> On 10 Jun 2017, at 5:37, Steven Grimm <sgr...@thesegovia.com> wrote:

[…]

I notice that you're declaring your ResultSet variable inside the loop, which 
means that you create and destroy it frequently. I've been told that this is a 
pattern that the GC has trouble keeping up with (although that was around the 
Java 5 era), so you might be seeing the effects of memory churn in your client 
instead of in the database.

I modified your function to not do that anymore, does that make a difference?

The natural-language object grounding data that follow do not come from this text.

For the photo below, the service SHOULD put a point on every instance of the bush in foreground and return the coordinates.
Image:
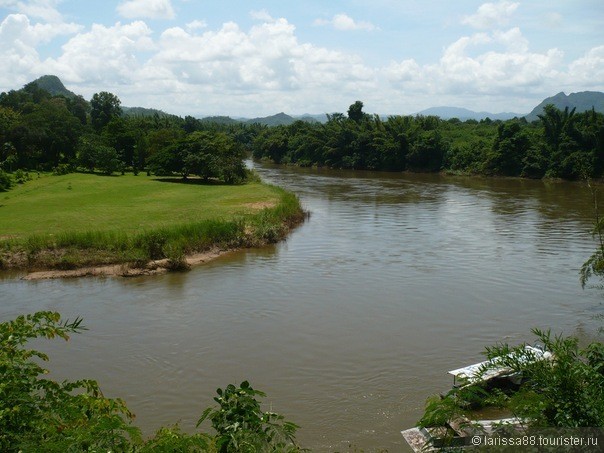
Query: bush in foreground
(38, 414)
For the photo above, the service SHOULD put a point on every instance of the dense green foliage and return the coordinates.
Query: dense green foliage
(39, 414)
(566, 391)
(242, 426)
(560, 144)
(43, 132)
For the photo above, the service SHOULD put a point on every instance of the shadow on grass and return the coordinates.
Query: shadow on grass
(193, 181)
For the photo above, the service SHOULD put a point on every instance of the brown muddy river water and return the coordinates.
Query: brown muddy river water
(353, 321)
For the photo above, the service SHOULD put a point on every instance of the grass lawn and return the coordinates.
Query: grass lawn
(78, 220)
(82, 202)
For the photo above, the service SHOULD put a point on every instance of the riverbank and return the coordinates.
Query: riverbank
(133, 233)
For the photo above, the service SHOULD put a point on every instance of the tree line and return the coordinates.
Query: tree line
(561, 144)
(41, 132)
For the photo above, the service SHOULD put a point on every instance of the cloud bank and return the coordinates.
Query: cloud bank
(200, 69)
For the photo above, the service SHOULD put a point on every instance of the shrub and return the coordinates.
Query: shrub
(5, 181)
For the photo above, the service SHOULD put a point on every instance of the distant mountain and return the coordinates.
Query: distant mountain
(280, 119)
(465, 114)
(54, 86)
(320, 118)
(220, 120)
(582, 101)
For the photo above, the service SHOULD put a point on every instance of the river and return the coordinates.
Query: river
(349, 324)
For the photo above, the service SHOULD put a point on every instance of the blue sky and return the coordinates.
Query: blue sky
(255, 58)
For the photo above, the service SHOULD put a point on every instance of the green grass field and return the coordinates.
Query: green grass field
(84, 219)
(83, 202)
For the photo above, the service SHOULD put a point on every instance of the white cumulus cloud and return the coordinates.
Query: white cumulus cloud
(103, 55)
(147, 9)
(345, 22)
(491, 15)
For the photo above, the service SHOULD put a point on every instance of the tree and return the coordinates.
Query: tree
(509, 148)
(242, 426)
(566, 391)
(5, 181)
(104, 107)
(355, 112)
(38, 413)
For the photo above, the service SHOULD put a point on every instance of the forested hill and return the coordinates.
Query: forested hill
(582, 102)
(54, 86)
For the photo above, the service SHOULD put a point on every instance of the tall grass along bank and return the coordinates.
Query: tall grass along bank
(129, 224)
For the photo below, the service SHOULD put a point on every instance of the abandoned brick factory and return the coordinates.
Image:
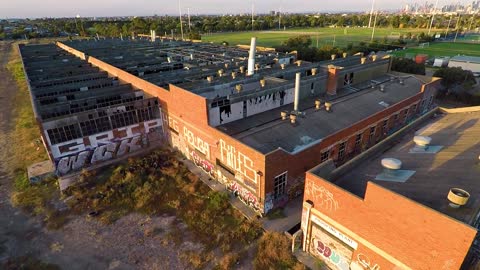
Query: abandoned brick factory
(255, 120)
(379, 166)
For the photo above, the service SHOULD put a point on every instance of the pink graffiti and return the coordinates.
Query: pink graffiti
(244, 195)
(330, 254)
(203, 164)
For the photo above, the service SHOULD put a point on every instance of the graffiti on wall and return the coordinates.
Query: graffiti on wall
(321, 196)
(296, 189)
(99, 154)
(330, 254)
(364, 262)
(73, 147)
(204, 164)
(244, 195)
(196, 142)
(238, 161)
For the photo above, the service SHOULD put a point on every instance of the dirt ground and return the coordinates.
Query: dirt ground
(133, 242)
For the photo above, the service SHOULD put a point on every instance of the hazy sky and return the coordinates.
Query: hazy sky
(89, 8)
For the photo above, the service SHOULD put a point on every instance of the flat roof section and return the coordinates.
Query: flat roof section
(266, 132)
(456, 165)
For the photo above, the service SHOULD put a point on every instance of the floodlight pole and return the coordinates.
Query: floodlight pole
(374, 23)
(433, 16)
(371, 14)
(181, 23)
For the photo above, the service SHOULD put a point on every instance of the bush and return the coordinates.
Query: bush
(274, 253)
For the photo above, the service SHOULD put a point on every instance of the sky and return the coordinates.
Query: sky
(106, 8)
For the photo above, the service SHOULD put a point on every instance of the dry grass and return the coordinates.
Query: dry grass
(274, 253)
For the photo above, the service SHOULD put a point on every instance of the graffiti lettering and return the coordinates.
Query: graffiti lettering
(196, 142)
(100, 154)
(238, 161)
(205, 165)
(321, 196)
(94, 141)
(329, 253)
(244, 195)
(365, 262)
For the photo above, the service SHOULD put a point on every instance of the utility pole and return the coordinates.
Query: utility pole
(448, 26)
(181, 23)
(253, 9)
(374, 23)
(189, 24)
(433, 16)
(371, 13)
(471, 22)
(458, 28)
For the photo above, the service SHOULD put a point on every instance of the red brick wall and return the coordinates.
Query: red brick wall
(279, 161)
(413, 234)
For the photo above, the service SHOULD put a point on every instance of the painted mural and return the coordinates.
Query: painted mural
(330, 249)
(244, 195)
(100, 154)
(320, 196)
(77, 154)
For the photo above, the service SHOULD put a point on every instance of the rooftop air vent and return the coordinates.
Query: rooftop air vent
(457, 197)
(328, 106)
(318, 104)
(238, 88)
(391, 165)
(263, 82)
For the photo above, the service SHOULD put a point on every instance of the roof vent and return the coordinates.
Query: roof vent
(422, 142)
(239, 88)
(457, 197)
(328, 106)
(391, 165)
(318, 104)
(293, 118)
(263, 82)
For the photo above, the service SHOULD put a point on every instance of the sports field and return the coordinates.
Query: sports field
(443, 49)
(340, 37)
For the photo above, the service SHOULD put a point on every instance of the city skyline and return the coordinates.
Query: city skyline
(85, 8)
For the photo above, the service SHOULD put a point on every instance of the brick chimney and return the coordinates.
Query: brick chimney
(332, 80)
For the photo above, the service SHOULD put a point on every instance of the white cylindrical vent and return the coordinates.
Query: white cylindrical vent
(297, 91)
(251, 57)
(422, 141)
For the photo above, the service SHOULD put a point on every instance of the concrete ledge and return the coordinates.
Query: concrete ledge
(379, 147)
(460, 110)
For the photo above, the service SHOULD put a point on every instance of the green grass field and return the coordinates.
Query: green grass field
(340, 37)
(443, 49)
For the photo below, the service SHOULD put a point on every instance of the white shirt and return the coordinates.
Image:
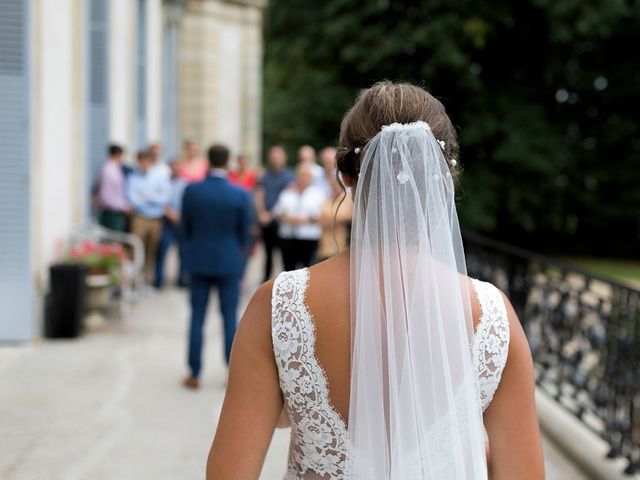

Note; the long variables are scalar instead of objects. I don't think they need 
the same treatment, but it can't hurt.

>   private static void logTime(String name, PreparedStatement stmt) throws 
> SQLException { 
>     StringBuilder out = new StringBuilder(String.format("%-22s", name)); 
>     ResultSet rs;
>     long startTime, endTime;
> 
>     for (int i = 0; i<  20; i++) { 
>       startTime = System.currentTimeMillis(); 
>       rs = stmt.executeQuery(); 
>       while (rs.next()) { 
>         rs.getString(1); 
>       } 
>       endTime = System.currentTimeMillis(); 
>       rs.close(); 
> 
>       out.append(String.format(" %3d", endTime - startTime)); 
>     } 
> 
>     stmt.close(); 
> 
>     System.out.println(out); 
>   } 



Alban Hertroys
--
If you can't see the forest for the trees,
cut the trees and you'll find there is no forest.